I had walked away from him, and he’d let me. From the looks of it, he had moved on. Now here he was again. I didn’t understand him at all. There was a good guy under all that sexy. Not only had he wanted to help me get to the hospital, but then he had stayed and dealt with Fandora. Why would someone who had a future to think about waste time with me and this mess?
“No bottled water, and I wasn’t sure the tap water was clean, so I poured milk. I’ve seen you drink it at lunch, so I thought that was a safe choice.”
Rock was once again filling up my small bedroom with his presence, making everything seem less scary. Less hopeless. And he knew that I drank milk at lunch. My heart did a silly flutter.
“Milk is good,” I told him. There weren’t any other options but beer in the fridge. But he didn’t point that out.
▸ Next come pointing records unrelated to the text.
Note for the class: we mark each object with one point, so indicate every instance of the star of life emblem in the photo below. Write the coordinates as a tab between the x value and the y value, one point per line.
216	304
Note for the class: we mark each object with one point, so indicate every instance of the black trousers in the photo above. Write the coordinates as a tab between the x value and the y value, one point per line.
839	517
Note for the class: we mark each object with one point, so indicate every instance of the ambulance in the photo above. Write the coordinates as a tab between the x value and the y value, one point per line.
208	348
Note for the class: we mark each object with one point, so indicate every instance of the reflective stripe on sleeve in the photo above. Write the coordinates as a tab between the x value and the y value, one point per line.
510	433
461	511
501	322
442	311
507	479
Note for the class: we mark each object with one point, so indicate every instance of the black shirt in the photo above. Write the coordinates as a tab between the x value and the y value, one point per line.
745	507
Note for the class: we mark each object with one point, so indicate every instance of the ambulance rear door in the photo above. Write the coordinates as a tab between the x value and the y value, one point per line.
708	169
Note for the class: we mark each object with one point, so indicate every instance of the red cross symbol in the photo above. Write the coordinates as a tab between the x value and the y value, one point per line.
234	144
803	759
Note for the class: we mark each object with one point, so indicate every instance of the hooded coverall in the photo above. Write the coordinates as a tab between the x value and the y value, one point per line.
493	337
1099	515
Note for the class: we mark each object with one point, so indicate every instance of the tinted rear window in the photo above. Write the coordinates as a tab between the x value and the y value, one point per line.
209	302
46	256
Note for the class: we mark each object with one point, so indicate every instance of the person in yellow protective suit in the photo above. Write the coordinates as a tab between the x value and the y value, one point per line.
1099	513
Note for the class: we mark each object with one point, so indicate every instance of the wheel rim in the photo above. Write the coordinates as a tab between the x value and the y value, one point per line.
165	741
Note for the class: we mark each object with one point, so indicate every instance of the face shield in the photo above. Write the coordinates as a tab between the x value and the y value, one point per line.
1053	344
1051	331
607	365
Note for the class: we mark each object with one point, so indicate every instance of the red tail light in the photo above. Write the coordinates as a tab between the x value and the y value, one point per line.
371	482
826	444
I was also not supposed to drink the milk, but with Rock here I felt safe. Fandora couldn’t get to me if Rock was standing between us.
He opened the two bottles of pills and shook my dosage out into his palm. “Always thought it was cute that you drank milk at lunch,” he said, flashing me a grin that made me forget that my eye was swollen shut, my wrist was broken, and my ribs were fractured.
I drank milk at school because it was healthy, and I didn’t get much of that at home. It was supposed to make your bones stronger, and I needed strong bones living in this house. I wasn’t telling him that, though.
“Thanks,” I said as he held the glass of milk and pills out to me. I quickly took my pills, being careful with my split lip. It had stopped bleeding and I wanted to keep it that way.
“Drink all the milk if you can,” he instructed me.
I didn’t argue with him.
Once the milk was gone, he took the glass from me and set it beside my bed. “Lay back,” he said, and like with everything else, I did exactly as he said.